Findo este período, consultado pelo chanceler Ramiro Saraiva Guerreiro para qual cidade queria ser removido, respondeu-lhe Manágua, capital da Nicarágua. Pouco antes, a Frente Sandinista de Libertação, de orientação esquerdista, havia tomado o poder naquele país, derrubando o ditador Anastácio Somoza. O seu pedido foi recusado, devido às suas freqüentes permanências e contatos com países comunistas, o que lhe valeu o apelido de “embaixador vermelho”. Dez meses depois, no entanto, foi-lhe oferecida e aceita a embaixada em Beijing (Pequim). Durante a sua permanência no cargo, o comércio bilateral entre os dois país registrou sensível expansão, passando de pouco mais de trezentos milhões de dólares para um bilhão de dólares. Avesso à ostentação, vendeu os três automóveis Mercedes-Benz da embaixada e comprou um microônibus, alegando praticidade e economia, além de evitar conflitos entre visitantes que desejavam viajar no carro do embaixador. Contribuiu também para que o então presidente da República, general João Batista Figueiredo (1979-1985), visitasse a China.
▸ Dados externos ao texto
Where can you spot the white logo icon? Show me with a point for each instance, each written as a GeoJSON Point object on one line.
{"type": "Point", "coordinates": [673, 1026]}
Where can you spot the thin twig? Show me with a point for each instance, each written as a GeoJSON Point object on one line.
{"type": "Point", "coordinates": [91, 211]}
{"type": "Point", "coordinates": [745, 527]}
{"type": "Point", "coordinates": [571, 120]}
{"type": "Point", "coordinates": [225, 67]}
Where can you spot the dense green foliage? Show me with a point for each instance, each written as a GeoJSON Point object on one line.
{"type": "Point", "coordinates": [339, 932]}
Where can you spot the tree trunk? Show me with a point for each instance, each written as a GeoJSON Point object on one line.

Em 1986, foi nomeado o primeiro embaixador brasileiro em Cuba, após 20 anos de relações diplomáticas suspensas, tendo permanecido em Havana até 1990 quando, por ter completado 15 anos como ministro de primeira classe, passou para o quadro especial do MRE. Convidado cinco anos mais tarde para abrir e chefiar a primeira representação diplomática brasileira no Vietnã, instalou então a embaixada em Hanói. O início das conversações com esse país começou por ele próprio quando, alguns anos antes, devolvera ao então Vietnã do Norte os bens da embaixada abandonada do antigo Vietnã do Sul. Em 1996, pediu afastamento do cargo por motivo de saúde. Nessa ocasião, o presidente Fernando Henrique Cardoso redigiu-lhe uma carta de próprio punho, afirmando que o embaixador era um exemplo a ser seguido pela diplomacia brasileira e um “modelo de coragem e dedicação aos interesses nacionais”.

Em entrevista à revista IstoÉ, em 1996, justificou a sua opção por trabalhar em países em desenvolvimento, longe do chamado “circuito Elizabeth Arden” (Londres, Paris, Nova Iorque e Roma), afirmando que “ou se ia para os grandes centros, onde nada é importante, inovador ou decisivo, ou ia para os países onde tudo estava por fazer”.

Ítalo Zappa faleceu no Rio de Janeiro no dia 4 de novembro de 1997, de câncer. Por ocasião de sua morte, o MRE divulgou nota afirmando que o embaixador foi “um dos mais atuantes promotores do estreitamento das relações entre o Brasil e países em desenvolvimento”.

Era casado com Maria Aparecida Camerano Zappa, com quem teve três filhos. Teve uma filha com Maria Elisa Berenguer e união duradoura com Diana Carvalho.

Sílvia Escorel/Romero Brito

 

FONTES: Globo (5/11/97); INF. FAM. REGINA ZAPPA; IstoÉ (12/11/97); Jornal do Brasil (17/6/77 e 10/11/97); MIN. REL. EXT. Anuário (1976, 1983 e 1992); Veja (6/11/85 e 2/7/86).